Я подвез ее к самому коттеджу. Она принялась перескакивать сразу через несколько ступенек, а на пороге обернулась и, тряхнув косичками, скрылась за дверью.
Я вернулся к себе и вновь погрузился в расчеты.
И вот однажды ночью…
Но разве я раньше не говорил, что страдаю бессонницей? Правда, не той жестокой, что терзает всю ночь напролет, но тем не менее у меня из сна обычно выпадало три-четыре часа. Так могло длиться неделю, а то и месяц. Как видите, никакой особой трагедии. То меня одолевали дневные расчеты, то какая-нибудь забота, которую я надеялся придушить подушкой, а то брошенные вскользь слова разрастались, как лесной пожар. Были ли тому причиной перевозбуждение или усталость? В первые месяцы пребывания в Калляже меня совсем замучила лихорадочная бессонница, усугубленная июльской жарой. Я вертелся в поту с боку на бок, а жужжание прямо над моим ухом свидетельствовало о том, что даже нашим самым умелым энтомологам не удалось уничтожить племя москитов. Я сдавался и вставал с постели. Я читал (помнится, именно тогда мне вздумалось перечитать «Фауста» Гёте), сидел на террасе или же бродил по стройке. Ночи были ясными, квакали лягушки на болотах, небо над головой — все в звездах, над морем — луна.
Невдалеке чуть поблескивали террасы пирамид и огромные спящие машины. Должно быть, пастухи перегнали гурты вглубь, к болотам, так что я с трудом различал вспышки костров. Светилось только окно в хибарке ночного сторожа, и я видел его неподвижный силуэт, видел, как он время от времени подносил ко рту сигарету или листал страницы газеты. Когда он совершал обход, я иногда сталкивался с ним. Он направлял мне в лицо луч своего фонаря.
— А, это вы? Доброй ночи.
— Да, я. Доброй ночи.
Мы обменивались несколькими словами и в конце концов познакомились. Порой, когда дул ветер с моря, медленно и беззвучно вращались высокие подъемные краны.
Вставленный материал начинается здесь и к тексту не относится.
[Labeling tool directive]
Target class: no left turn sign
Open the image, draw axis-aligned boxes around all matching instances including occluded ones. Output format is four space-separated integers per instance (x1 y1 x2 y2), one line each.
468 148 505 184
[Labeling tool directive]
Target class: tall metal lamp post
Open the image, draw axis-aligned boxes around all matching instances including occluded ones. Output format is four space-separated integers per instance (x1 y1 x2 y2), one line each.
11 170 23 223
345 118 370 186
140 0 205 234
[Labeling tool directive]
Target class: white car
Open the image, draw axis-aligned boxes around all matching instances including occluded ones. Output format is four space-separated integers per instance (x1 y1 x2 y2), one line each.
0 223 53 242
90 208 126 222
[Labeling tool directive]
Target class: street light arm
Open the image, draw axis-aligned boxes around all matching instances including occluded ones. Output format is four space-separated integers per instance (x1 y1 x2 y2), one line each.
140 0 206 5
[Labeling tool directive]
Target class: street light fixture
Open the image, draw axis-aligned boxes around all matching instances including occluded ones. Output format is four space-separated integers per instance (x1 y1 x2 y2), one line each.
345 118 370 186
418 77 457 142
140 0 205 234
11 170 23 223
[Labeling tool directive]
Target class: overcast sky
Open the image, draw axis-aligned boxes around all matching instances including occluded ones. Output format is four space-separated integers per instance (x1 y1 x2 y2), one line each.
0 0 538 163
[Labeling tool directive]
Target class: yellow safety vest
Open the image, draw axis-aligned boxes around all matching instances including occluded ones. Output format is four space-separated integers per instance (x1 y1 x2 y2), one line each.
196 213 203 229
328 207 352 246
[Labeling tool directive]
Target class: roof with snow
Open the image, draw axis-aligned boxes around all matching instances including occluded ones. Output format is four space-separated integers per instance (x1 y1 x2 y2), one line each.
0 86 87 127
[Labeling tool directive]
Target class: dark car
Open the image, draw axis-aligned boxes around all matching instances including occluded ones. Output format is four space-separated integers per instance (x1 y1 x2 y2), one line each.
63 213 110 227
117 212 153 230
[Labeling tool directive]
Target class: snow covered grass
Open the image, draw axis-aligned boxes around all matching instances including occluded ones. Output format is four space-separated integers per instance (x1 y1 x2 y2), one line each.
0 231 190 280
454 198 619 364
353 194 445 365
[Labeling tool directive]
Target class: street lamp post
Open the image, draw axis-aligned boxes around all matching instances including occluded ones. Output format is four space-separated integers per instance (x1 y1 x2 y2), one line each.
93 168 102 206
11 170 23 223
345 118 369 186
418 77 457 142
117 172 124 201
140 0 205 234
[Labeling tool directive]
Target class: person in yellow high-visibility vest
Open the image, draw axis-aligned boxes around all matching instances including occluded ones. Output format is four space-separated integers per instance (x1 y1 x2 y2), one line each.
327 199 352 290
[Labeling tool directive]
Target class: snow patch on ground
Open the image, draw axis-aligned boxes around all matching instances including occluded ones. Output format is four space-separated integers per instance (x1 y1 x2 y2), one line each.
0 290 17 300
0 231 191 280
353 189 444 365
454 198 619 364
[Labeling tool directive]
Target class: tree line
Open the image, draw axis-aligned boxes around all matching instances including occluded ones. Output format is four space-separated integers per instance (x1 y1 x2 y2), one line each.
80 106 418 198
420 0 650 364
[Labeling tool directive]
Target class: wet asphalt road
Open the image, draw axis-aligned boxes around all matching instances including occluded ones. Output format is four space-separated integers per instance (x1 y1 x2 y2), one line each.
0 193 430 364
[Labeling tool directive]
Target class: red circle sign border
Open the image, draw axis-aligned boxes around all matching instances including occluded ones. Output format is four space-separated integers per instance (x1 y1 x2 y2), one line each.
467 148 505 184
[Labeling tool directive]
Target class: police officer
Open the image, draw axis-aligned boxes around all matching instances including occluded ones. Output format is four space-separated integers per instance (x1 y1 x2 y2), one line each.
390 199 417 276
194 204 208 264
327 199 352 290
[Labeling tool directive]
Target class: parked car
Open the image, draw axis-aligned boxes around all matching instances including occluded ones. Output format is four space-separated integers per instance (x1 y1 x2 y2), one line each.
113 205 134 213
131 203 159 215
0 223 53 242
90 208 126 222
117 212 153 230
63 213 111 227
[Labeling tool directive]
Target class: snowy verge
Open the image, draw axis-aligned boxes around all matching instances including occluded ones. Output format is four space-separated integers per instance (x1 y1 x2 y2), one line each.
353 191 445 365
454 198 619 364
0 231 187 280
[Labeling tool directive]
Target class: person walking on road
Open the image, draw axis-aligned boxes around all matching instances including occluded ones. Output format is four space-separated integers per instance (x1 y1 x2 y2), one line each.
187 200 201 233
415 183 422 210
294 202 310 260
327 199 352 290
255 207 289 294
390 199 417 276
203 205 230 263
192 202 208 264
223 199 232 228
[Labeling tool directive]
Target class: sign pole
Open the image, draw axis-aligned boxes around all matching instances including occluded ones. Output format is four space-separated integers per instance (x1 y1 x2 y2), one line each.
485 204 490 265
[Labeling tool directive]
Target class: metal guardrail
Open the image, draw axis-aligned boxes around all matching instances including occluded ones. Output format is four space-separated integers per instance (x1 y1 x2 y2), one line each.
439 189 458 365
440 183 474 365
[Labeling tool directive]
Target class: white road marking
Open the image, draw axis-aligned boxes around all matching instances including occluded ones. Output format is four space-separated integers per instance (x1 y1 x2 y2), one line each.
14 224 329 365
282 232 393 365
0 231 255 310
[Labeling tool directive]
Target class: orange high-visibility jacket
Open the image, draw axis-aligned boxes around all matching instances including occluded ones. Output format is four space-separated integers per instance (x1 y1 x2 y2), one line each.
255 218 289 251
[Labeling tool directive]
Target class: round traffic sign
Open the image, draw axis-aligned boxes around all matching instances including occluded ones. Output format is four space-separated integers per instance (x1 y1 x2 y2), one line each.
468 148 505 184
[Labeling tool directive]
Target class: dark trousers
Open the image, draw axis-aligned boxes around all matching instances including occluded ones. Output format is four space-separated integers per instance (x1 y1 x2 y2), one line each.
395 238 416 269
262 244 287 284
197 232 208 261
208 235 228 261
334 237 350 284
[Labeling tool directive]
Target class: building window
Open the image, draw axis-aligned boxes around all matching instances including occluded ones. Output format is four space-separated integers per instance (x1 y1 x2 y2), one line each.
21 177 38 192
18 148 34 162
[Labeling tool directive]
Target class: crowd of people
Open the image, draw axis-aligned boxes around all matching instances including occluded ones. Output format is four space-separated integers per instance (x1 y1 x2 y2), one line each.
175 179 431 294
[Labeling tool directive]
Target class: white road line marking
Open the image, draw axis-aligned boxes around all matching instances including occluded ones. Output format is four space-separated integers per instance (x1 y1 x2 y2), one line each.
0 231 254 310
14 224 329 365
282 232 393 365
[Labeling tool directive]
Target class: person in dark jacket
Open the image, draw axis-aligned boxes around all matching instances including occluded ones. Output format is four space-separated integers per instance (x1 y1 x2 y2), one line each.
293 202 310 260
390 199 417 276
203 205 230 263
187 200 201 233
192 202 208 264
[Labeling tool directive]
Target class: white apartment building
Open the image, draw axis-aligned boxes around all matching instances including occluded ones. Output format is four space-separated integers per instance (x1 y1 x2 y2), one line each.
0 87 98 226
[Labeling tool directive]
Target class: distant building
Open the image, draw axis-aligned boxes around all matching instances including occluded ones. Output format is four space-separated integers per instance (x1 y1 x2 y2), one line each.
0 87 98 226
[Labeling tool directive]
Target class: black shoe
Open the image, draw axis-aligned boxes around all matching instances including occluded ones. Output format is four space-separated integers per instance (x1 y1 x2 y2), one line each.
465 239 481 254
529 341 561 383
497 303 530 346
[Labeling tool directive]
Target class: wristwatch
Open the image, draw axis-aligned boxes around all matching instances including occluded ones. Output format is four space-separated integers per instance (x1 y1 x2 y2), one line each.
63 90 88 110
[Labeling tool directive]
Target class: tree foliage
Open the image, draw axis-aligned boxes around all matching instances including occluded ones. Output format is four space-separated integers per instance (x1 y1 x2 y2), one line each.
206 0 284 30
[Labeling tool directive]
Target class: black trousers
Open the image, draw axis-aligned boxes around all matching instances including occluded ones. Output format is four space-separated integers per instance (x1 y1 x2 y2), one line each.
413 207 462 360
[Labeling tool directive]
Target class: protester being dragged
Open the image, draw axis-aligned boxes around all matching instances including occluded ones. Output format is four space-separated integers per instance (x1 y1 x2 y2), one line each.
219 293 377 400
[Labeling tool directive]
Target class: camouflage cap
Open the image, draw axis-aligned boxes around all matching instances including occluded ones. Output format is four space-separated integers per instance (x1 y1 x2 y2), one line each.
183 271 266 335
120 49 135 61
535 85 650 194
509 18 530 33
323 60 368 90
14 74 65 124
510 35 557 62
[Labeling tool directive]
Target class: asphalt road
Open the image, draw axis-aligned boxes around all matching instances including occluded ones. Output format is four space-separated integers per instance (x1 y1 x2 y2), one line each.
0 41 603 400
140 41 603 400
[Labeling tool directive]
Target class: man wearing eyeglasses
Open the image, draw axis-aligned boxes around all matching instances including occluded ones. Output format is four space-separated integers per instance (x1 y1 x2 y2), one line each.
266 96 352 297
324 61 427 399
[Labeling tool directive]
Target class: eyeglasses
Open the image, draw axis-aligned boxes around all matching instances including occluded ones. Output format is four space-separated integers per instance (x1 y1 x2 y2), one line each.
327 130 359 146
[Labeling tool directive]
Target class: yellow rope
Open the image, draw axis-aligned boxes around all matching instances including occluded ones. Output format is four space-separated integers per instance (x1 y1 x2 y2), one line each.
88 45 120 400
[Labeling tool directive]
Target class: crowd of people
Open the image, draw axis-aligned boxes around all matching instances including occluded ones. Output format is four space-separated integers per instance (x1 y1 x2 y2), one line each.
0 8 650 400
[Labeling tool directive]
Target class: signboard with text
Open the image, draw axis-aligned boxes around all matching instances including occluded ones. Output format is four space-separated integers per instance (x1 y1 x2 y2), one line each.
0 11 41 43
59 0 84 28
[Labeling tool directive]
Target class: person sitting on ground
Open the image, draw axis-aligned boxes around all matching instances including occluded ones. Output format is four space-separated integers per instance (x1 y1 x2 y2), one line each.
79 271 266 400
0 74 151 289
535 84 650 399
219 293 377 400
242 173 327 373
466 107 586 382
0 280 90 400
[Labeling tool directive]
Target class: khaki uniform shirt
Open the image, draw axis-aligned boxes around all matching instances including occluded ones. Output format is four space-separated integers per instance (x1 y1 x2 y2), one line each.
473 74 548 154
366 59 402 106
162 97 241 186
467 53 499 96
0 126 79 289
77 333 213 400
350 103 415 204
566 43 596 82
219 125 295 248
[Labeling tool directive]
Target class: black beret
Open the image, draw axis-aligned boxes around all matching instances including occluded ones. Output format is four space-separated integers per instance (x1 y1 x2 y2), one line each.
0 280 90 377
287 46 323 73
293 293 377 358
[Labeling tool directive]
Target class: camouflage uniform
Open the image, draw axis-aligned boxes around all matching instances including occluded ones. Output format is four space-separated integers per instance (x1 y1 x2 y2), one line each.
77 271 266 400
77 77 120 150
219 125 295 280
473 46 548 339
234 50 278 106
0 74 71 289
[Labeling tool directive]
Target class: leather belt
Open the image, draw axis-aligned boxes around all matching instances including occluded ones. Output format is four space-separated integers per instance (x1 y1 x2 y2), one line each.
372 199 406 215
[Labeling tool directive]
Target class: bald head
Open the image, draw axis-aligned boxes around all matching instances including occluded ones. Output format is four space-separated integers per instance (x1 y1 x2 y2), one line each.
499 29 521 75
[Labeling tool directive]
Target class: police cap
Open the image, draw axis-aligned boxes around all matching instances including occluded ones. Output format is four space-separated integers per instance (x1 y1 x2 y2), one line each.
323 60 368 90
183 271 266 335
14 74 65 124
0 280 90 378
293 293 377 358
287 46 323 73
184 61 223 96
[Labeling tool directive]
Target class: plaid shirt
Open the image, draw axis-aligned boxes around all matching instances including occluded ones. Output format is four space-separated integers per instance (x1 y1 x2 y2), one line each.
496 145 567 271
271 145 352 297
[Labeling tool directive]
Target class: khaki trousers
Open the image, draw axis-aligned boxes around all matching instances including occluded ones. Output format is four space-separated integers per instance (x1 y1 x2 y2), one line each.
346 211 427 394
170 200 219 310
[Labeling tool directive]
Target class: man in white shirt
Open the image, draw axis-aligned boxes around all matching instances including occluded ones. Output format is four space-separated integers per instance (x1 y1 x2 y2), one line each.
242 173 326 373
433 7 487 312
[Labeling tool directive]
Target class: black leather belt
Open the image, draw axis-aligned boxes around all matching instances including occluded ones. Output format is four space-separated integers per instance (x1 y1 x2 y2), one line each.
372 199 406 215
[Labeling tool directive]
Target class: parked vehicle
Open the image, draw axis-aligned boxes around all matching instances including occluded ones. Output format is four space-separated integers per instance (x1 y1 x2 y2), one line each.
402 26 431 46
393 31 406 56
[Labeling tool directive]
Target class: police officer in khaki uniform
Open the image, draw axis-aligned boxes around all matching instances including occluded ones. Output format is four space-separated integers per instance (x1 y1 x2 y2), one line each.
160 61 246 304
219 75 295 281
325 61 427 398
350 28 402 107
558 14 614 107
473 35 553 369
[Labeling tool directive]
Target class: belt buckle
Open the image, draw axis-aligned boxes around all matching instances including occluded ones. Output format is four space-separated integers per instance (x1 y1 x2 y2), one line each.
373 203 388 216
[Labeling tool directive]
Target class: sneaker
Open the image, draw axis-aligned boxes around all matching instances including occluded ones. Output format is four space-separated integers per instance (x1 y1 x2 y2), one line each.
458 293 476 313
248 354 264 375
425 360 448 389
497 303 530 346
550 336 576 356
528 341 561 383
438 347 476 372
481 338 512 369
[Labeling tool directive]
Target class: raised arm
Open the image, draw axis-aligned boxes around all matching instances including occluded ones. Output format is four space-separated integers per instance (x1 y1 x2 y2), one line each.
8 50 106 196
Итак, однажды ночью я вышел из дома. Было душно. Где-то еще с вечера бродила гроза, которая никак не могла разразиться. По временам тучи закрывали луну, и все внезапно погружалось во мрак. Я дошел до «гавани», как мы называли район будущего порта, надеясь, что у воды будет прохладнее. И в самом деле, здесь, где предполагалось разбить бульвар, пока еще заваленный строительными материалами и мусором, дышалось легче; и отсюда было слышно, как с чмоканьем засасывало куда-то между свай воды прибоя. В фарватерном канале на носу землечерпалки горел сигнальный огонь.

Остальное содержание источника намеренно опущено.